Page 6 - Editie 2
P. 6
O
LIAM B
‘HET SHIRT VAN FEYENOORD DRAGEN IS ALTIJD EEN ENORME EER’
Tekst Ilona van der Werf Beeld Yannick Verhoeven
Bij Feyenoord gaat het vaak over
de doelmannen, maar de naam van Liam Bossin valt zelden. Deze zomer tekende de Belgisch-Ierse keeper een contract voor twee jaar bij de club, nadat hij eerder een halfjaar was gehuurd van FC Dordrecht. Hij neemt de rol van derde doelman op zich:
een onderschatte, maar belangrijke positie binnen het team. Tijd om kennis te maken met een Feyenoorder die misschien nog niet iedereen kent, maar die zich inmiddels volledig thuis voelt in Rotterdam-Zuid.
Opvallend genoeg begon Bossin zijn voetbalcarrière niet als doelman. “In de jeugd speelde ik eigenlijk altijd als spits. Tot er op een dag een keeper tekort was. We moesten bepalen wie er op doel ging staan en dat deden we met een potje steen-papier-schaar. Tja... dat verloor ik”, lacht hij.
Met frisse tegenzin trok hij de keepershandschoenen aan. Maar tot zijn eigen verbazing voelde hij zich
meteen thuis tussen de palen. “Ik merkte dat ik er gevoel voor had: het spel zien van achteruit, reddingen maken, het team helpen.
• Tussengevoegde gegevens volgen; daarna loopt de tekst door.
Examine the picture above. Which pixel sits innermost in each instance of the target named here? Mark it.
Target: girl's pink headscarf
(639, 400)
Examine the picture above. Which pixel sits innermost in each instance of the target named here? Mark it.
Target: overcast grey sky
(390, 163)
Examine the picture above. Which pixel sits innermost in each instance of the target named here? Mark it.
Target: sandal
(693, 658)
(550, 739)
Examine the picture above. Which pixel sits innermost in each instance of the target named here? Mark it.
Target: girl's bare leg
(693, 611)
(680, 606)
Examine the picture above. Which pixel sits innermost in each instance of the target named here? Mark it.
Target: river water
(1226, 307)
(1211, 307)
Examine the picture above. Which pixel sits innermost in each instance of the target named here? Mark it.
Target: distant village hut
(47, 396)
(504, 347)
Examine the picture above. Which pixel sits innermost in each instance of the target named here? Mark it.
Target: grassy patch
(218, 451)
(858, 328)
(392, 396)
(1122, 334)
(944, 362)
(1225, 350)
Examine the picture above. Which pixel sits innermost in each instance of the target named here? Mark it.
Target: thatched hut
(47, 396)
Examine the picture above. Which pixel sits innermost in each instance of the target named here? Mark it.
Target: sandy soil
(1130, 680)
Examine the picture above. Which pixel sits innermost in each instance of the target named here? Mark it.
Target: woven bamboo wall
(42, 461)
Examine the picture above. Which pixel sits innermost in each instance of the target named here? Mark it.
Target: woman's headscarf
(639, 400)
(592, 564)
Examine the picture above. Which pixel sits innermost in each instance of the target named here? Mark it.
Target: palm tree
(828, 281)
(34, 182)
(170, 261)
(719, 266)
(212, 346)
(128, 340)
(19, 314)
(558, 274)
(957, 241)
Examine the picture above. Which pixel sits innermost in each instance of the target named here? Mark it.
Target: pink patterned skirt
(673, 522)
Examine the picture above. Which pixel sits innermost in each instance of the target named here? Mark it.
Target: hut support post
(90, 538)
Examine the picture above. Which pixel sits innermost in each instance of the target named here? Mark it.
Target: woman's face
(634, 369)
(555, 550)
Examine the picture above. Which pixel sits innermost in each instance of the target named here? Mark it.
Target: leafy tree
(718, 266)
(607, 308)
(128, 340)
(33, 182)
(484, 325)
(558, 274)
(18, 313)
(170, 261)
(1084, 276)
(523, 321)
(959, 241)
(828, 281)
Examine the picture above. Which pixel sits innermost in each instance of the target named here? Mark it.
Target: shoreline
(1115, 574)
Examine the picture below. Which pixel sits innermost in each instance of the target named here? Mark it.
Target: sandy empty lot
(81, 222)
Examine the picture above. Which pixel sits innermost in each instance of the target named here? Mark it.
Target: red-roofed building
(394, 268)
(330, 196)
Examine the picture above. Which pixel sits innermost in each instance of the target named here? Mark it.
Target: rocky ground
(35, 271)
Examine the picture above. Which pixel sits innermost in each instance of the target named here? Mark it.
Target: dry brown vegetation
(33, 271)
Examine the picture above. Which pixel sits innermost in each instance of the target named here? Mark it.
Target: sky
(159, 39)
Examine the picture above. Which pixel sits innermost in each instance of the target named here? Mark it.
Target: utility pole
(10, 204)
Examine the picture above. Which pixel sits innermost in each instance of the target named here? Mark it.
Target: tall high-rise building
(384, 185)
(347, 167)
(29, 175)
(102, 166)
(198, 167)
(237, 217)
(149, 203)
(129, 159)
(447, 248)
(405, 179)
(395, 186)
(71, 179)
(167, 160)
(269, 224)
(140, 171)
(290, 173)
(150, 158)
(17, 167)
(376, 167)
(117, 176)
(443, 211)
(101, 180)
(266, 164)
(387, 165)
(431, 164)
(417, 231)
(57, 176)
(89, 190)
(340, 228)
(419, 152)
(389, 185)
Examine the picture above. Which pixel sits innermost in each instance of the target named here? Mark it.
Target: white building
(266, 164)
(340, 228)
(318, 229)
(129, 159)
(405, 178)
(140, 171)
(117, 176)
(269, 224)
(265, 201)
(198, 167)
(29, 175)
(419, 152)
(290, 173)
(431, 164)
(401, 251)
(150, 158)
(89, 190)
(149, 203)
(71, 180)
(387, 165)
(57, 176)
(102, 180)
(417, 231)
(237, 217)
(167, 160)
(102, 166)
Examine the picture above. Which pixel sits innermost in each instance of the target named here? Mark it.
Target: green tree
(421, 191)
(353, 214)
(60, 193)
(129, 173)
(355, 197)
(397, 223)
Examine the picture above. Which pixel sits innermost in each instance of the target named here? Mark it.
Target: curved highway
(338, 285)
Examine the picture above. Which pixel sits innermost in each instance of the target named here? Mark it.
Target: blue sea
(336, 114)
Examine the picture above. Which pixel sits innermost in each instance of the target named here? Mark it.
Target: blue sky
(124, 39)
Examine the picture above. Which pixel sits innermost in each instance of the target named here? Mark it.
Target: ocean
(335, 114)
Vanaf dat moment is het balletje gaan rollen. En maar goed ook, want als spits had ik Feyenoord nooit gehaald.”
Internationale carrière
Zijn profcarrière begon in België, waar Bossin via de jeugdopleidingen van verschillende clubs uiteindelijk bij RSC Anderlecht terechtkwam. Daar zette hij zijn eerste stappen in het betaald voetbal. Daarna volgde een nieuw avontuur: Engeland, waar hij zich aansloot bij Nottingham Forest. Veel speelminuten kreeg hij daar niet, maar de periode bleek wél van grote waarde.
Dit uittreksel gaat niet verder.